The gibbet was a common law capital punishment imposed in England from the mid-18th to the mid-19th centuries. Convicted prisoners were enclosed in these hanging iron cages fully alive and then left to die within the enclosure. Their bodies were sometimes displayed for only a day or two and other times, were left to hang for months on end. In the case of a longer display, the bodies would sometimes be coated in tar (prior to death) before enclosure to allow for slower decay of the corpse. If punishment is meant as a deterrent, this form of capital punishment would be one of the most extreme forms of deterrence against crime invented by the modern penal system. The rapidly decomposing or, alternatively, tar coated corpse removes any traces of gender which the corpse had before death. The continued display of the murdered corpse adds further insult to the injury by using the deceased as an example to others, as the epitome of malfeasance which would result in the same treatment should anyone else commit the same crime.
The Wicker Man was first described in Julius Ceasar’s Commentary on the Gallic Wars as a giant effigy of a human figure which the Druids then filled with sacrificial victims (or alternatively criminals slated for execution) and then burned in its entirety. Ceasar’s reports are unconfirmed by any other account and have been questioned as highly suspicious. Nonetheless, the ceremony has been represented in various forms throughout history including this one from the 1676 Britannia Antiqua and has even been the focus of modern cinema and a song by the heavy metal band Iron Maiden.

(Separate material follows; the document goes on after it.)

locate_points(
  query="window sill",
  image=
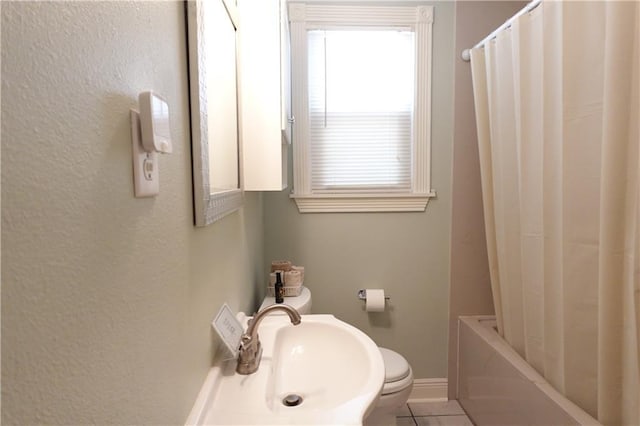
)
(354, 203)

It is not surprising that this effigy, at least in its representation here, is androgynous. As polytheists, the druids believed that the source of life and the powers which controlled it were embodied in many inanimate and animate objects. It is logical that the Wicker Man, the “portal” between this spiritual world and the world of the living is only semi-human in its lack of gender. If the force that creates life is non-human, that which takes it away must also lack normal human characteristics. As the wicker man burns, consuming its living victims along with itself, it erases all vestiges of human form which contained the spirits of these victims during their short presence on earth.